Pena branda facilita soltura de presos e aquisição de armas Quem é preso portando arma de fogo se submete a uma pena máxima de 4 anos. Assim, não sendo reincidente, se submete ao regime aberto. Ou seja, a pessoa que foi presa pela primeira vez (o que não significa que foi presa no primeiro crime que cometeu), fatalmente em minutos ou horas estará em liberdade, debochando das autoridades e adquirindo novas armas de fogo no mercado negro e
cometendo novos delitos. A pena branda facilita a soltura de presos e a aquisição de armas, uma vez que, o pequeno vendedor, responsável pela maioria das vendas de armas no comércio clandestino, necessariamente porta a arma até fechar o negócio e materializar a tradição, ou seja, a transferência da arma ao adquirente. Assim, via de regra, para ocorrer o crime de venda de arma necessariamente ocor-
reu o porte antes.
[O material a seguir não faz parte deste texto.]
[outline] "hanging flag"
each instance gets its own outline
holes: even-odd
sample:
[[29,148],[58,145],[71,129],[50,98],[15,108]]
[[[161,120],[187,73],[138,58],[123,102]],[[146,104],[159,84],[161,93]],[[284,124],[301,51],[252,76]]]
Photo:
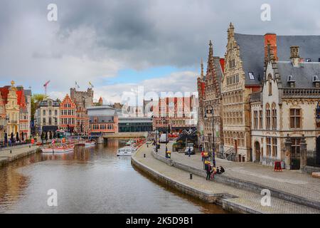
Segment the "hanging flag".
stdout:
[[80,86],[79,86],[79,85],[78,84],[77,81],[75,81],[75,87],[78,88],[80,88]]

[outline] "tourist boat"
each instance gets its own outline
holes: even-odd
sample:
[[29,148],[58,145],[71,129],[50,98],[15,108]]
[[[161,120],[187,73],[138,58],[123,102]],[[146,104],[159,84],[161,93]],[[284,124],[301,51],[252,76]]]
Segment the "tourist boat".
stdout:
[[87,141],[87,142],[85,142],[85,145],[86,147],[95,145],[95,141]]
[[67,152],[73,151],[75,149],[75,145],[65,145],[60,147],[54,148],[53,150],[54,152]]
[[124,147],[118,150],[117,156],[131,156],[136,152],[133,147]]
[[55,147],[42,148],[42,152],[53,152]]

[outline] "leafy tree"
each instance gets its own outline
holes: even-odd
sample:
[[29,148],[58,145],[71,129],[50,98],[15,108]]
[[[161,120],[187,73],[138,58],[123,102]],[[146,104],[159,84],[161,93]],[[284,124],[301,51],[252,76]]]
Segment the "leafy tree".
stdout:
[[34,113],[39,102],[48,98],[48,95],[41,93],[35,93],[31,97],[31,120],[34,120]]

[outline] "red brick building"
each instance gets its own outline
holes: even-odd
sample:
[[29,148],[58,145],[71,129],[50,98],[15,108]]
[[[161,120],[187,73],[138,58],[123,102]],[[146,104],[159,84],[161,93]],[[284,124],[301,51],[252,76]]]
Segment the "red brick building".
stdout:
[[73,133],[75,127],[76,106],[73,100],[66,95],[60,104],[60,129]]

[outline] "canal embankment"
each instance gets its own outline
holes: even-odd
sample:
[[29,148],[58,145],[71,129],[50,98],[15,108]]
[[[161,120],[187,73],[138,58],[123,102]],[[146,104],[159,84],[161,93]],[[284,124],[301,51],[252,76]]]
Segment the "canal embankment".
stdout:
[[40,151],[38,146],[31,145],[1,149],[0,150],[0,167]]
[[[156,155],[151,147],[144,145],[132,157],[132,164],[156,181],[186,195],[208,203],[220,204],[223,209],[240,213],[320,213],[320,210],[277,197],[270,205],[263,205],[263,195],[216,182],[208,182],[203,170],[175,167],[172,161]],[[183,165],[183,164],[181,164]],[[193,173],[192,179],[190,174]]]

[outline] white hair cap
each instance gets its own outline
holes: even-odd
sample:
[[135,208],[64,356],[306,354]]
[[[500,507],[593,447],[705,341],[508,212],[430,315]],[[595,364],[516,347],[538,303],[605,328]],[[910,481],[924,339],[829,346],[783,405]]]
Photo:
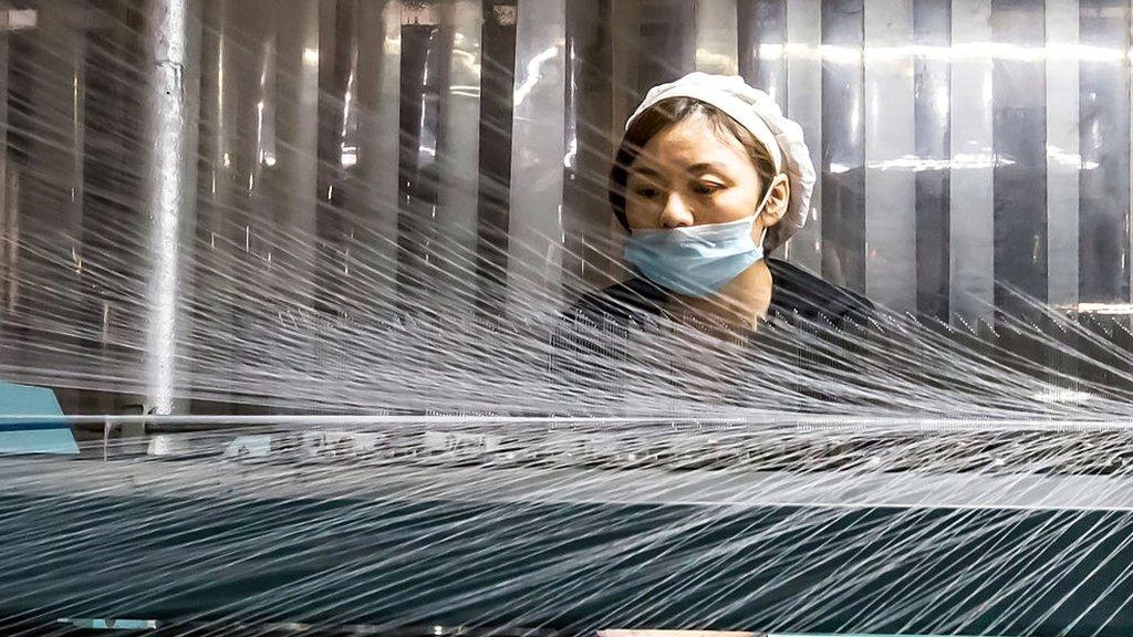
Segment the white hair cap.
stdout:
[[776,172],[785,172],[791,182],[791,202],[778,223],[767,229],[767,249],[783,245],[807,223],[810,194],[815,189],[815,164],[802,139],[802,127],[783,117],[775,100],[765,91],[748,85],[738,75],[691,73],[676,82],[654,86],[641,105],[625,121],[633,121],[662,100],[691,97],[712,104],[748,129],[772,156]]

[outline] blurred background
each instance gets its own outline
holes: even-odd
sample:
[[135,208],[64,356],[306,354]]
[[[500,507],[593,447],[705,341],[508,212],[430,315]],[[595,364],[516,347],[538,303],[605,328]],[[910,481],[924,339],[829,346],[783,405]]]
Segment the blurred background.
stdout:
[[820,177],[778,256],[953,328],[994,330],[1022,292],[1127,336],[1127,1],[3,7],[9,380],[122,389],[143,360],[168,409],[265,317],[553,313],[624,278],[610,159],[692,70],[806,131]]

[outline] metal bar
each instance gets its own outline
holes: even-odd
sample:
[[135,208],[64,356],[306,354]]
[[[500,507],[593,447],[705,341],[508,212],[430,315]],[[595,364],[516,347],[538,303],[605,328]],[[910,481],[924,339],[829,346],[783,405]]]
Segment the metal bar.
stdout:
[[[819,177],[823,161],[823,43],[821,0],[792,0],[786,5],[786,114],[802,127],[810,159]],[[783,248],[791,263],[812,273],[823,272],[823,179],[815,181],[810,197],[810,218]]]
[[[914,0],[914,43],[927,50],[947,49],[952,40],[949,0]],[[948,316],[948,181],[951,61],[920,56],[914,61],[915,156],[925,169],[915,172],[917,188],[917,311]]]
[[[917,185],[908,161],[913,113],[913,0],[866,0],[866,292],[897,312],[917,308]],[[876,54],[884,51],[897,54]]]
[[262,159],[274,168],[276,243],[287,275],[281,290],[300,305],[315,297],[318,216],[318,2],[281,0],[274,9],[279,78],[275,131],[279,143]]
[[740,0],[739,73],[786,108],[786,1]]
[[480,148],[479,0],[443,5],[442,27],[450,43],[448,86],[441,94],[437,141],[435,248],[437,292],[450,312],[470,311],[476,298],[476,250]]
[[[1042,2],[993,0],[991,36],[1000,46],[1041,49]],[[1023,309],[1015,291],[1037,299],[1047,295],[1046,69],[1039,59],[995,60],[993,139],[995,168],[996,307]]]
[[[1077,1],[1047,0],[1047,51],[1079,43]],[[1047,301],[1077,304],[1079,60],[1047,56]]]
[[736,75],[736,0],[696,0],[696,70]]
[[1080,44],[1116,54],[1079,67],[1079,295],[1083,303],[1128,300],[1128,2],[1083,0]]
[[390,170],[390,159],[400,144],[401,3],[363,2],[359,19],[359,41],[368,43],[358,60],[358,167],[373,233],[365,249],[372,289],[385,305],[393,300],[398,269],[398,171]]
[[565,144],[565,3],[520,0],[512,128],[508,312],[522,316],[561,295]]
[[[866,291],[862,0],[823,5],[823,275]],[[812,99],[812,97],[811,97]]]
[[954,0],[952,44],[972,52],[956,59],[951,84],[952,202],[948,307],[953,324],[976,329],[993,314],[990,0]]
[[191,236],[196,195],[196,104],[201,23],[187,0],[147,0],[145,57],[152,69],[146,109],[144,205],[151,220],[146,272],[145,380],[156,414],[173,410],[178,311],[184,279],[182,243]]

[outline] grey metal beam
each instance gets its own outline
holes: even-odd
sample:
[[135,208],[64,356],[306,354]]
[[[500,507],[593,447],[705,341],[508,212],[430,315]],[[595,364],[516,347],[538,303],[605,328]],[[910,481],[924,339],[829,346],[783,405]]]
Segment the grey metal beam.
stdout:
[[193,233],[196,196],[196,114],[201,23],[188,0],[145,2],[145,130],[152,141],[144,172],[147,317],[145,381],[157,414],[173,409],[178,385],[178,338],[186,316],[179,308],[185,280],[186,238]]

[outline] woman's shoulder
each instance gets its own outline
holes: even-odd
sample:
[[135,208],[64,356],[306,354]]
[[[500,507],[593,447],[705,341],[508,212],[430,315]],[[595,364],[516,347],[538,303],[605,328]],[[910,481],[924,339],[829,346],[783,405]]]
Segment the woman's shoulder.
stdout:
[[864,296],[830,283],[798,265],[768,258],[767,266],[775,281],[773,314],[864,324],[875,313],[874,304]]

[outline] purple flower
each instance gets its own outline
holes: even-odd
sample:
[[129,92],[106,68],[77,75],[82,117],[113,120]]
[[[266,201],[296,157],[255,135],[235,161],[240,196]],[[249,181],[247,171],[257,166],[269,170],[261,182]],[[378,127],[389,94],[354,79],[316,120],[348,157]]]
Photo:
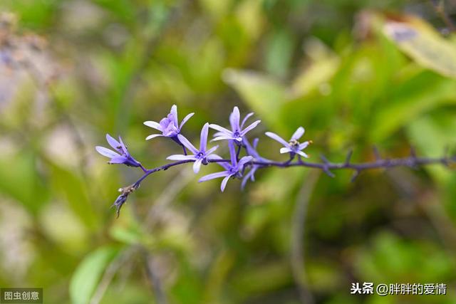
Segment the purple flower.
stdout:
[[222,159],[222,157],[217,154],[212,154],[214,151],[219,147],[219,146],[215,146],[212,147],[211,149],[207,150],[207,133],[209,132],[209,124],[206,122],[201,130],[201,140],[200,141],[200,150],[195,147],[190,142],[188,141],[187,138],[181,135],[180,134],[177,135],[177,137],[182,144],[185,146],[193,155],[183,155],[183,154],[174,154],[167,157],[167,159],[170,160],[185,160],[185,159],[195,159],[195,162],[193,163],[193,172],[195,173],[198,173],[200,172],[200,168],[201,167],[201,164],[204,163],[207,164],[208,159]]
[[[263,162],[270,162],[269,159],[266,159],[264,157],[261,157],[259,156],[259,154],[256,151],[256,146],[258,145],[258,138],[255,138],[253,141],[253,146],[250,145],[250,142],[247,139],[244,139],[242,140],[242,143],[245,147],[245,150],[247,152],[247,154],[252,157],[253,157],[253,161],[259,161]],[[255,172],[256,170],[260,168],[261,166],[259,164],[252,164],[250,170],[244,176],[242,179],[242,182],[241,183],[241,189],[244,189],[245,188],[245,185],[247,184],[249,179],[252,182],[255,182]]]
[[157,130],[162,132],[162,134],[152,134],[151,135],[147,136],[145,140],[149,140],[152,138],[157,137],[159,136],[165,136],[165,137],[174,137],[180,133],[180,130],[182,126],[187,122],[187,121],[190,119],[192,116],[193,116],[195,113],[190,113],[185,116],[182,121],[180,122],[180,125],[179,125],[179,122],[177,121],[177,107],[176,105],[172,105],[171,107],[171,111],[170,111],[170,114],[167,115],[167,117],[162,119],[159,122],[154,121],[147,121],[144,122],[144,125],[147,127],[152,127],[155,130]]
[[223,192],[225,189],[225,187],[227,186],[228,179],[229,179],[230,177],[242,177],[242,172],[244,169],[244,164],[252,161],[253,159],[253,157],[252,156],[244,156],[241,159],[239,159],[239,162],[238,162],[234,142],[232,140],[229,140],[228,142],[228,146],[229,147],[231,164],[227,164],[226,162],[217,162],[217,164],[225,169],[225,171],[212,173],[210,174],[204,176],[200,179],[200,180],[198,181],[199,182],[206,182],[209,179],[217,179],[219,177],[224,177],[223,179],[223,181],[222,181],[222,185],[220,186],[220,189],[222,190],[222,192]]
[[234,107],[233,108],[233,112],[229,115],[229,123],[231,125],[232,129],[231,131],[228,129],[225,129],[223,127],[220,127],[218,125],[211,124],[209,125],[209,127],[219,131],[215,134],[215,138],[214,138],[212,140],[234,140],[239,142],[242,142],[242,137],[247,134],[247,132],[252,130],[254,127],[256,127],[256,125],[258,125],[258,124],[261,122],[261,120],[256,120],[256,122],[244,129],[244,125],[247,121],[249,117],[250,117],[253,115],[254,113],[247,114],[242,120],[242,123],[239,125],[239,121],[241,120],[239,109],[237,107]]
[[264,134],[284,145],[284,147],[280,149],[281,153],[290,153],[291,154],[291,157],[294,157],[295,154],[297,154],[304,157],[309,158],[309,155],[307,155],[301,150],[306,148],[307,146],[309,146],[309,145],[312,142],[304,142],[302,144],[300,144],[299,142],[298,142],[298,140],[301,138],[301,137],[304,134],[304,127],[299,127],[298,130],[296,130],[294,134],[293,134],[293,136],[291,136],[291,138],[288,142],[280,136],[271,132],[266,132]]
[[109,145],[116,152],[100,146],[96,146],[95,149],[97,152],[103,156],[111,159],[111,160],[108,162],[108,164],[125,164],[130,167],[141,167],[141,163],[132,157],[130,153],[128,153],[128,150],[120,136],[119,141],[118,142],[109,134],[107,134],[106,140]]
Quanto mais rígido o tratamento penal dado ao porte, mais difícil a atividade de venda, posto que, quanto maiores os riscos, mais onerosos tendem a ser os preços das armas, tendo em vista que os riscos envolvidos implicam em maior custo, menor quantitativo de arma em circulação e menores oportunidades de aquisição de arma, sobretudo as mais letais.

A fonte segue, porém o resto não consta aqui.